Los locos bailan bajo la luna y a veces a medio día
Antes, en otros tiempos que algunos llaman mejores, en cada pueblo que se preciase, para saber qué era lo bueno y en ello estar todos de acuerdo, se precisaba que hubiera un loco: el loco del pueblo.
Se precisaba la locura para afirmar la cordura, y para que hubiera respeto mutuo era obligado, a diario, burlarse de ese loco: del loco del pueblo.
Era el bufón de todos, recibía desprecio y comida, copas gratis en el bar y zancadillas.
Del loco se burlaban los necios, pero solo hasta que reía, y nunca le miraban a los ojos.
De sus ojos y su risa se guardaban todos, del aparcero hasta el alcalde. Al loco le temían incluso el policía y el general, y el cura del pueblo se dice que evitaba rozar su sombra.
Nadie se quedaba solo junto al loco del pueblo. No era prudente. Nadie sabía por qué ni qué pasaría de estar a solas con un loco; simplemente era de sentido común no hacerlo, y solo pensar en ello asustaba.
Solo, a veces, el maestro de escuela, en un acto de valor, le seguía a solas, aunque guardando distancia. Creía poder aprender del loco lo que los libros callaban: los saberes olvidados y algunos secretos proscritos por la doctrina y la fe.
Al loco lo deseaban en silencio las mujeres del pueblo. Soñaban escapar con él y gozar del placer que les negaban sus maridos. Muchas lo imaginaban mientras eran inseminadas como ganado, para dar al niño que lloraba en la cuna anual relevo.
Muchos le envidiaban porque no trabajaba y porque, aunque nunca lo vieron bailar en la fiesta patronal cuando la orquesta tocaba, el resto del año se le veía danzando bajo la luna, o incluso al mediodía.
Y lo llamaban cobarde por no haber ido a luchar como habían hecho los jóvenes del pueblo en la gran guerra. Aunque lo cierto es que a él nunca lo llamaron a filas. Nunca reclutaron al loco para ir a la guerra. No ganó honores en el frente, como tantos que cambiaron medallas por muñones, pesadillas culposas y recuerdos de amigos muertos.
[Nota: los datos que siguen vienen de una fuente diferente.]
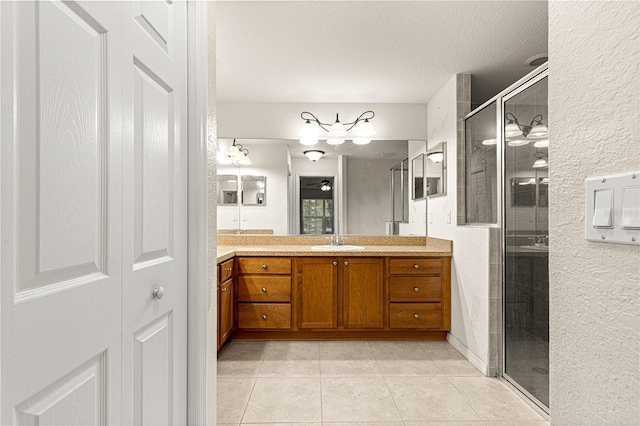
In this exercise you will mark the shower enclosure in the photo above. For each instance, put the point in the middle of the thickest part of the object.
(506, 188)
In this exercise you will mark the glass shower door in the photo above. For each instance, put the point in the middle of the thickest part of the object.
(526, 226)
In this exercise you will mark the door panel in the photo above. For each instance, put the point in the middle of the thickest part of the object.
(155, 220)
(61, 213)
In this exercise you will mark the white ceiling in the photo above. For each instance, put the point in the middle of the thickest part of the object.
(373, 51)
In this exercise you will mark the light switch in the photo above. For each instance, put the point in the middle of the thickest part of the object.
(603, 208)
(631, 208)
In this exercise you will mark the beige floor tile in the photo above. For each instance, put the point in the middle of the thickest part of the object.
(232, 396)
(493, 400)
(357, 399)
(394, 344)
(346, 353)
(423, 367)
(311, 345)
(429, 399)
(290, 368)
(349, 368)
(284, 400)
(400, 354)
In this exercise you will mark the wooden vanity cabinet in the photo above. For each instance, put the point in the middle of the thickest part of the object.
(225, 301)
(264, 293)
(329, 286)
(419, 293)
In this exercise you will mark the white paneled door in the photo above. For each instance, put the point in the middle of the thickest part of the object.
(93, 219)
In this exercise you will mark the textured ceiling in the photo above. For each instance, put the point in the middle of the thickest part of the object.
(374, 52)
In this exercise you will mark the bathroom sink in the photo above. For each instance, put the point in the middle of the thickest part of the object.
(337, 248)
(539, 248)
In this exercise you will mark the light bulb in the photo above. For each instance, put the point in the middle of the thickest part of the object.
(365, 129)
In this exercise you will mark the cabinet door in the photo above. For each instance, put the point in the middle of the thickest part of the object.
(226, 310)
(318, 292)
(363, 293)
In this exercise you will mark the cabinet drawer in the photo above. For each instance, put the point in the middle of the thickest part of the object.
(264, 265)
(415, 289)
(414, 266)
(264, 315)
(226, 271)
(415, 315)
(264, 289)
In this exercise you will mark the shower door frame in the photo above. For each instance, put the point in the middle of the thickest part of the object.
(515, 89)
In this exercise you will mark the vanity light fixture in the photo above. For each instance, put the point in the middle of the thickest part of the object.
(314, 154)
(337, 131)
(541, 161)
(238, 154)
(535, 130)
(436, 157)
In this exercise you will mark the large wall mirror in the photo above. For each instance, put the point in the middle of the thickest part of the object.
(227, 190)
(435, 170)
(254, 190)
(417, 166)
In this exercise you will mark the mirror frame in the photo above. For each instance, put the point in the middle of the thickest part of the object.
(440, 147)
(418, 160)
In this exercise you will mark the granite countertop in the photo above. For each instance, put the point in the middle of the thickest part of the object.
(227, 252)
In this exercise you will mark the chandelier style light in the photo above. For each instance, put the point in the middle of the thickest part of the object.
(238, 154)
(337, 131)
(520, 134)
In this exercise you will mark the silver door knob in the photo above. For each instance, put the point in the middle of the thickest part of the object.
(158, 292)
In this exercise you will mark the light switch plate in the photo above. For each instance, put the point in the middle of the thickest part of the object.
(612, 208)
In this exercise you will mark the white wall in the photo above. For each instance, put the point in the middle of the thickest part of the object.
(470, 262)
(594, 105)
(369, 195)
(282, 120)
(417, 208)
(269, 161)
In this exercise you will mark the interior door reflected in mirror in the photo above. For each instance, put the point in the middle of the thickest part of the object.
(254, 190)
(435, 170)
(227, 190)
(417, 167)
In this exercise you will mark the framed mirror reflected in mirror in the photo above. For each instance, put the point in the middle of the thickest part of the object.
(417, 167)
(435, 170)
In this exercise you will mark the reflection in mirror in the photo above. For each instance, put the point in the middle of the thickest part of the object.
(254, 190)
(227, 190)
(417, 164)
(436, 166)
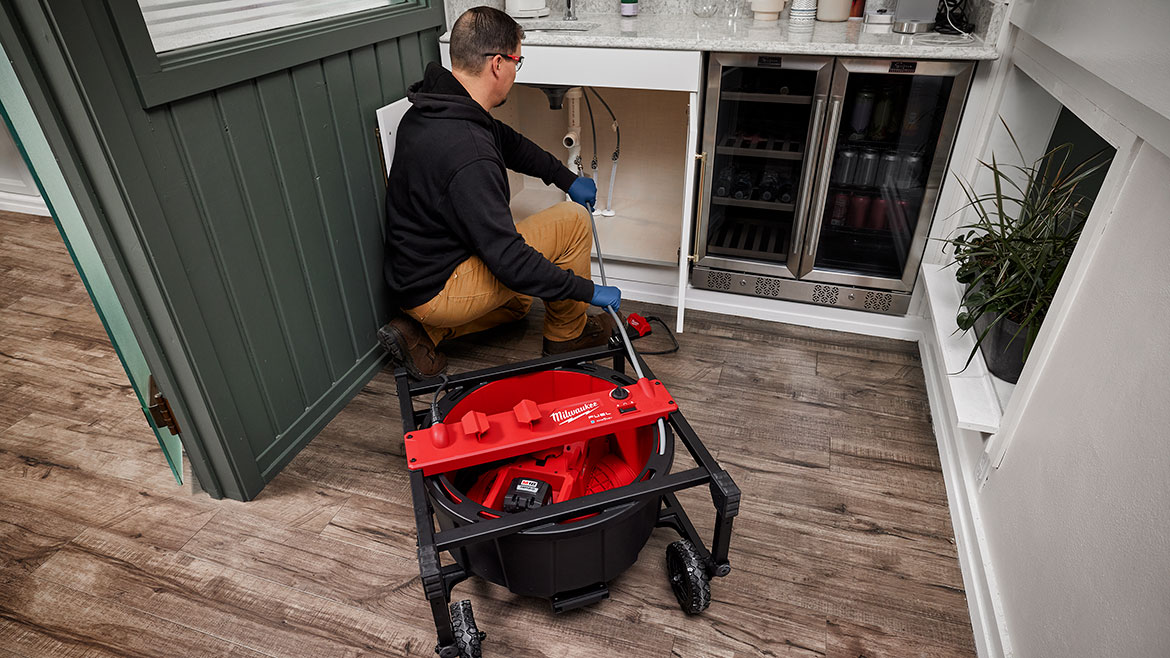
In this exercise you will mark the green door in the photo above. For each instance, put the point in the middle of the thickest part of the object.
(33, 145)
(234, 196)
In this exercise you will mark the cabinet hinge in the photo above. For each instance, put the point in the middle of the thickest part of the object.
(159, 409)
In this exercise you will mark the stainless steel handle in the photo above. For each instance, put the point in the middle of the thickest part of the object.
(813, 139)
(699, 225)
(826, 163)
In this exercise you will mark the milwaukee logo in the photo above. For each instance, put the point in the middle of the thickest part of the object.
(570, 415)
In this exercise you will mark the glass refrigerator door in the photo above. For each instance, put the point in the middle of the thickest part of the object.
(890, 129)
(761, 136)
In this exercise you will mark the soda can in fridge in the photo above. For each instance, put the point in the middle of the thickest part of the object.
(887, 168)
(844, 166)
(909, 171)
(879, 217)
(839, 208)
(859, 211)
(867, 169)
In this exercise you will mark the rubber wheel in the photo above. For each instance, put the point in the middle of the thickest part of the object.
(688, 577)
(468, 638)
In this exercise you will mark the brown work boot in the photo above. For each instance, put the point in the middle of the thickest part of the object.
(408, 344)
(598, 330)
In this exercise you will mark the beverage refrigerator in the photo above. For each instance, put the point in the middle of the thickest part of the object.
(820, 175)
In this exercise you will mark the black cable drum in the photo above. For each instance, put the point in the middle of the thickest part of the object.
(556, 557)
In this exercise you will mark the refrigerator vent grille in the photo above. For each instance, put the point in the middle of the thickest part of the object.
(879, 301)
(718, 280)
(825, 294)
(768, 287)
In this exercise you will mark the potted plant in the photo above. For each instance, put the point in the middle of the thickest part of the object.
(1012, 255)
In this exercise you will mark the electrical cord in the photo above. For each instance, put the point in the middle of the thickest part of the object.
(949, 34)
(625, 338)
(617, 129)
(617, 151)
(669, 335)
(592, 128)
(434, 401)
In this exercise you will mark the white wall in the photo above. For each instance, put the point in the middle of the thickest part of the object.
(1078, 515)
(1124, 42)
(18, 190)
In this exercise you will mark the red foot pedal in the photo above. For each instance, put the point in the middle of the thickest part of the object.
(480, 438)
(639, 324)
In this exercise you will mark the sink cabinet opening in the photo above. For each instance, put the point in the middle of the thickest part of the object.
(651, 180)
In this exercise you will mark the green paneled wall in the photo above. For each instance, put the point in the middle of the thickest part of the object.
(259, 207)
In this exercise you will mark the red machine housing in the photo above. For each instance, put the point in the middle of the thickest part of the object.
(558, 416)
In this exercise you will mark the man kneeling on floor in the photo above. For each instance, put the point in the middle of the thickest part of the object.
(455, 260)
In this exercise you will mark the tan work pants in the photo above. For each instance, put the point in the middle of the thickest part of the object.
(474, 300)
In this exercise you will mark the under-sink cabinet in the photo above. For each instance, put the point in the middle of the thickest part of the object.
(791, 177)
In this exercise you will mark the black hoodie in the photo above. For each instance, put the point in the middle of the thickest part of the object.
(448, 198)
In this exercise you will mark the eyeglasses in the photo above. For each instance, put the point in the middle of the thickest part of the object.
(518, 60)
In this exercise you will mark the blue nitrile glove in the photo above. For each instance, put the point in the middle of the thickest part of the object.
(584, 192)
(606, 296)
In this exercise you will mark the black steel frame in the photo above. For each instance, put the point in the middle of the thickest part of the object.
(438, 581)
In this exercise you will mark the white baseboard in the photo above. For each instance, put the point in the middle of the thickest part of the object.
(983, 600)
(654, 285)
(27, 204)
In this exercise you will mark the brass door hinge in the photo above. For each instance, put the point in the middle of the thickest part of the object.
(160, 410)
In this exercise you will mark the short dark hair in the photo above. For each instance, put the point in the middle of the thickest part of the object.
(479, 31)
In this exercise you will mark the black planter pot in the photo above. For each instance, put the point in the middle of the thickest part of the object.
(1003, 347)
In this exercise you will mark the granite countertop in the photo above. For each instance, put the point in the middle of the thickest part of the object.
(659, 32)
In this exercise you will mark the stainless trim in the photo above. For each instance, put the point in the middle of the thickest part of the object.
(716, 62)
(806, 177)
(809, 292)
(813, 237)
(700, 221)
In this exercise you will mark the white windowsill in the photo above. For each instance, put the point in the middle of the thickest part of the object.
(977, 397)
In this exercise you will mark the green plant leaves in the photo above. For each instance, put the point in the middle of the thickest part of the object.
(1014, 253)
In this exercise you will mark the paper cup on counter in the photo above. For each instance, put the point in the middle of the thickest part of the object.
(766, 9)
(803, 12)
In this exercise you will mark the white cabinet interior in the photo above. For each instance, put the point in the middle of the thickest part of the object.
(648, 190)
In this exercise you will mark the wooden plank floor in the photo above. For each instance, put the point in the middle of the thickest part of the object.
(844, 546)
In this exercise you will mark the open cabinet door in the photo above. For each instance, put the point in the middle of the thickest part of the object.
(234, 194)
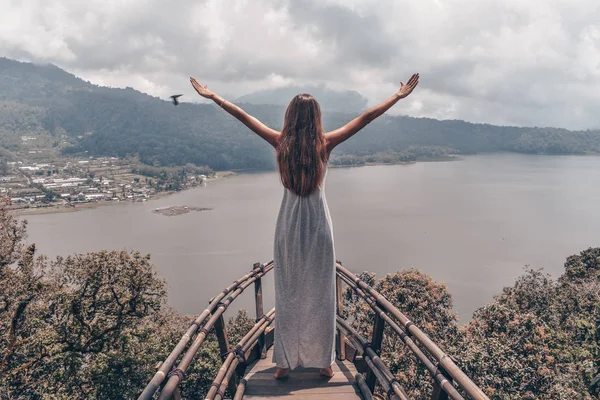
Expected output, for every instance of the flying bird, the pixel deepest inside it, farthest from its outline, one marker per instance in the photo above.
(174, 97)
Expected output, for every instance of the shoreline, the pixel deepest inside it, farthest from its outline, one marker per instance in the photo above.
(58, 209)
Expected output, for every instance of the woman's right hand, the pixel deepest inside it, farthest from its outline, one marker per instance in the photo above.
(407, 89)
(201, 90)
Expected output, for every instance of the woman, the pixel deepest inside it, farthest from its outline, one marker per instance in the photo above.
(303, 249)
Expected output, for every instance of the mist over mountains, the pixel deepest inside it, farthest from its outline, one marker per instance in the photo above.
(76, 116)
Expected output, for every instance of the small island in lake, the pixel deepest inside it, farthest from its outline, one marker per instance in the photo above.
(178, 210)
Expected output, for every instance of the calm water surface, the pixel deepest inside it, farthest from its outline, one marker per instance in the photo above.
(472, 223)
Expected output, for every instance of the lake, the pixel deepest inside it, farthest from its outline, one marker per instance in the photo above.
(473, 224)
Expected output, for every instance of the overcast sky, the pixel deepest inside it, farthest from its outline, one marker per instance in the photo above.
(518, 62)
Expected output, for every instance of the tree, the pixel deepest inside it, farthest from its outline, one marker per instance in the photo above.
(88, 326)
(4, 168)
(427, 303)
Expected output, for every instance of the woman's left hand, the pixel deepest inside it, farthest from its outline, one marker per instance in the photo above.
(407, 89)
(201, 90)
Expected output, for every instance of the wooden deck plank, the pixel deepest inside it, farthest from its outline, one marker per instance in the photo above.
(303, 383)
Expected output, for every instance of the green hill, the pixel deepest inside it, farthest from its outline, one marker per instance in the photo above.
(75, 116)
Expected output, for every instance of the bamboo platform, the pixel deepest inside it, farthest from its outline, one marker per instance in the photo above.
(302, 383)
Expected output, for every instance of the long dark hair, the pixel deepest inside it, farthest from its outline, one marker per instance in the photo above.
(301, 152)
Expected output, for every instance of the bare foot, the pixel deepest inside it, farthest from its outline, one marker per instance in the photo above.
(281, 373)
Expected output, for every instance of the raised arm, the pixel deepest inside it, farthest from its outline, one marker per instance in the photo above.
(270, 135)
(345, 132)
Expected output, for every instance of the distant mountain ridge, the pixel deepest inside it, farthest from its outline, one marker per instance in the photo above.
(44, 100)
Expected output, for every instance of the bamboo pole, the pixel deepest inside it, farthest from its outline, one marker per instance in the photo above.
(376, 365)
(340, 338)
(258, 301)
(175, 379)
(364, 389)
(376, 341)
(411, 329)
(217, 389)
(168, 363)
(440, 379)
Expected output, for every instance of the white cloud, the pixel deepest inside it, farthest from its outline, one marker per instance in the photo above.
(534, 62)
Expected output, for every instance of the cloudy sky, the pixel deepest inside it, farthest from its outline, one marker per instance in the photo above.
(518, 62)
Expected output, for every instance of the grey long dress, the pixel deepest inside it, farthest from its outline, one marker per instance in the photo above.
(304, 282)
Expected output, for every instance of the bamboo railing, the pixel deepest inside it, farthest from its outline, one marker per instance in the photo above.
(447, 377)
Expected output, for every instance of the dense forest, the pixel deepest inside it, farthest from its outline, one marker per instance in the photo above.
(78, 116)
(95, 325)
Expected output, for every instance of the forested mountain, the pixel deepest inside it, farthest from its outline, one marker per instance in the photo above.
(47, 101)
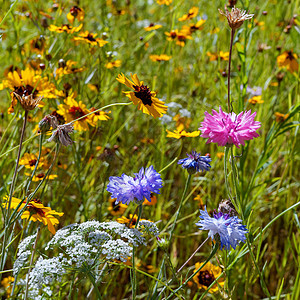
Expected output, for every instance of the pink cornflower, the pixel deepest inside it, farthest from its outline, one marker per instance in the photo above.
(226, 129)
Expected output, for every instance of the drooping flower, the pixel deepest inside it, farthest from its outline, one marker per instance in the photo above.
(126, 188)
(152, 26)
(90, 38)
(116, 208)
(143, 97)
(227, 230)
(226, 129)
(35, 211)
(207, 275)
(236, 17)
(195, 162)
(288, 60)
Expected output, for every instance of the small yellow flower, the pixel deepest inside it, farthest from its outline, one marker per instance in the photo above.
(179, 134)
(161, 57)
(29, 161)
(113, 64)
(40, 176)
(214, 56)
(166, 2)
(193, 12)
(91, 39)
(35, 211)
(207, 275)
(116, 209)
(152, 26)
(68, 68)
(256, 99)
(75, 13)
(288, 60)
(143, 97)
(65, 28)
(7, 284)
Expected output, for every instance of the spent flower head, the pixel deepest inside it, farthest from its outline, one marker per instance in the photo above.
(126, 188)
(236, 17)
(195, 162)
(227, 129)
(225, 229)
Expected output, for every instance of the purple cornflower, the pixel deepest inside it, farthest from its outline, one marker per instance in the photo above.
(195, 162)
(226, 129)
(126, 188)
(228, 230)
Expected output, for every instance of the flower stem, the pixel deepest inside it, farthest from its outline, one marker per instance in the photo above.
(192, 255)
(12, 187)
(133, 279)
(180, 205)
(229, 70)
(31, 262)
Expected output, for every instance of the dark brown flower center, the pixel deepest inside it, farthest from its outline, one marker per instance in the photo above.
(90, 38)
(77, 112)
(32, 162)
(143, 92)
(25, 90)
(206, 278)
(34, 209)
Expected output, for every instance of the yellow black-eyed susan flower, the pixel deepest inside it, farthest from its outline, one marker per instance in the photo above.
(143, 97)
(36, 211)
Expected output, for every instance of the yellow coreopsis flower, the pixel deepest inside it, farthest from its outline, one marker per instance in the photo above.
(143, 97)
(65, 28)
(288, 60)
(152, 26)
(207, 275)
(161, 57)
(35, 211)
(179, 134)
(113, 64)
(166, 2)
(68, 68)
(75, 13)
(193, 12)
(90, 38)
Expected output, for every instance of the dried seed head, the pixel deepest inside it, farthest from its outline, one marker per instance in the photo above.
(28, 102)
(236, 17)
(226, 207)
(61, 134)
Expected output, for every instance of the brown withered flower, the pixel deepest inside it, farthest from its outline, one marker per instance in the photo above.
(28, 102)
(226, 207)
(61, 134)
(236, 17)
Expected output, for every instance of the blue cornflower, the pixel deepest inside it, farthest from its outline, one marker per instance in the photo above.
(126, 188)
(229, 230)
(195, 162)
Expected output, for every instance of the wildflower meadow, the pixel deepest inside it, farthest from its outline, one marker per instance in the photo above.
(149, 149)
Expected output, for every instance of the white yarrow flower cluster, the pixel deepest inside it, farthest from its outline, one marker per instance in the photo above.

El honor, el buen nombre, el respeto y todas las cosas buenas que el cura predicaba a las gentes del pueblo, cuando los reunía en invierno en la ermita, le eran ajenas al loco. Esos días helados en que era fácil reunir a los gentiles frente al altar, pues en misa compartían el calor además de la doctrina… Esas cosas buenas que se decían ahí le eran ajenas al loco, al loco del pueblo. Incluso ese calor le faltaba al loco. No había lugar para el loco en el templo. Incluso la Navidad, para él, solo era otra solitaria, oscura y fría noche bajo las estrellas.
Nadie quería acompañar al loco en su soledad. Por eso se reunían y por eso estaban de acuerdo todos en qué era lo bueno, y sobre en qué consistía eso de estar cuerdo. Por eso no le miraban a los ojos. En ellos habitaban la duda del cura, la ignorancia del maestro, el temor del policía, el deseo de las mujeres, la ausencia de valor de medallas… y se veía falsa toda autoridad.
Dicen que eran tiempos mejores. Yo no sé. De hecho, no lo creo.
Pero aun así, si algo echo en falta de esos tiempos, es a los locos, a los locos del pueblo.
Sé que están ahí, invisibles. No se distinguen, pues ya no son una amenaza. Por eso los extraño. No porque no estén; lo que quisiera es verlos.
Hoy eso es difícil, pues ya nadie está de acuerdo sobre qué cosa es o en qué consiste eso de estar cuerdo. De hecho, nadie está ya de acuerdo en nada, y así, las cosas absurdas se multiplican. Todo parece haber enloquecido y, sin embargo, todo es tan absurdamente cuerdo, tan pesadamente denso, que echo en falta como nunca a esos locos, a los locos del pueblo…
Y por eso, muchas veces salgo de noche a bailar bajo la luna. A veces, incluso bailo a mediodía… y procuro caminar solo, tan solo como hacían ellos. Pues creo que haciendo esas cosas podré, algún día, encontrarlos. Y ver disolverse el mundo en su mirada, y reír como solo ellos pueden, como solo ellos saben reír.